Pero los tiempos han cambiando y no cabe duda de que han sabido adaptarse a las necesidades del mercado, tocando la fibra sensible de casi todos los bolsillos. La de pudientes, la de los quiero y no puedo y la de los que verdaderamente no pueden, pero les da lo mismo y se gastan la paga semanal en algo que les resulte reconfortante.
Reconfortante para el espíritu, que no para el bolsillo, es asegurarse de que los que se quedan en este valle de lágrimas honran al finado en su tránsito a un mundo mejor. Y esta cortesía también los incluye a ellos, a nuestros queridos animales.
Hace unos días que el estado de Nueva York aprobó una ley (solo afecta a los cementerios regulados por el estado) por la cual se permite que el animal sea enterrado con el amo siempre y cuando la mascota sea incinerada, probablemente por motivos de salubridad.

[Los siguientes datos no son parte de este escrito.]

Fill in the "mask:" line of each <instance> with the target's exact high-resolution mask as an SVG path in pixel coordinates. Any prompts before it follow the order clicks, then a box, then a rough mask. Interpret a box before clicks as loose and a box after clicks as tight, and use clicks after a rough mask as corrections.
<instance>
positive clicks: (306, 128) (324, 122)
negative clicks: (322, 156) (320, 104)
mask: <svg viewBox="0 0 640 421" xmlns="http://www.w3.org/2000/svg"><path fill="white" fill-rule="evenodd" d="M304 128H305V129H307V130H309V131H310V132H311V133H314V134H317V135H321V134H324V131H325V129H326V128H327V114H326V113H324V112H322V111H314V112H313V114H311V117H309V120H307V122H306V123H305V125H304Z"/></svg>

El enterramiento de la mascota no es nuevo en Estados Unidos. Ya en 1896, precisamente en el estado de Nueva York, se inauguró el primer cementerio solo para ellos.
El pago a la fidelidad animal no solo se hace en vida. ¿Quién no se habrá sonreído o tal vez tirado de los pelos al saber que Trouble, un bichón maltés, heredaba la friolera de doce millones de dólares?
Es en la mala hora donde se ven las verdaderas intenciones, y, por lo visto, las de muchos americanos es bendecir a sus mascotas, porque Fifi es una más en casa, con una ruta dorada que, por motivos obvios el animal es incapaz de apreciar, pero que aliviará el peso en el corazón del amo.
El último adiós es de rigor. Para suavizar la despedida, los dueños no reparan en gastos. Fifi merece un funeral por todo lo alto. Galletitas gourmet, indumentaria de encargo, juguetes, correas a la última, camas, almohadones, mantas con una fotografía impresa del animal, velones en forma de hueso, un CD personalizado con sus canciones preferidas y cualquier otro enser que pudiera hacer las delicias del difunto animal. Y para el doliente, un bucle del caniche, el poema de la despedida enmarcado y una impresión en arcilla de las patas.
No sé si ya se hace, conociendo el temperamento emprendedor del americano seguramente que ya se haya puesto en marcha, pero me parece que es en la especialización donde reside la clave del éxito: ¿habrá caído alguien en la cuenta de que Fifi era hija de patriarcas hebreos y que el cerdo ni probarlo? ¿O acaso era irlandesa y se pirraba por la Guinness?
No cabe duda de que la aprobación de esta ley va a hacer llamear para la eternidad la sonrisa de muchos, porque, como sabemos, este negocio nunca quiebra, es más, a tenor de lo visto, no importa lo mucho que se excave. Va al alza.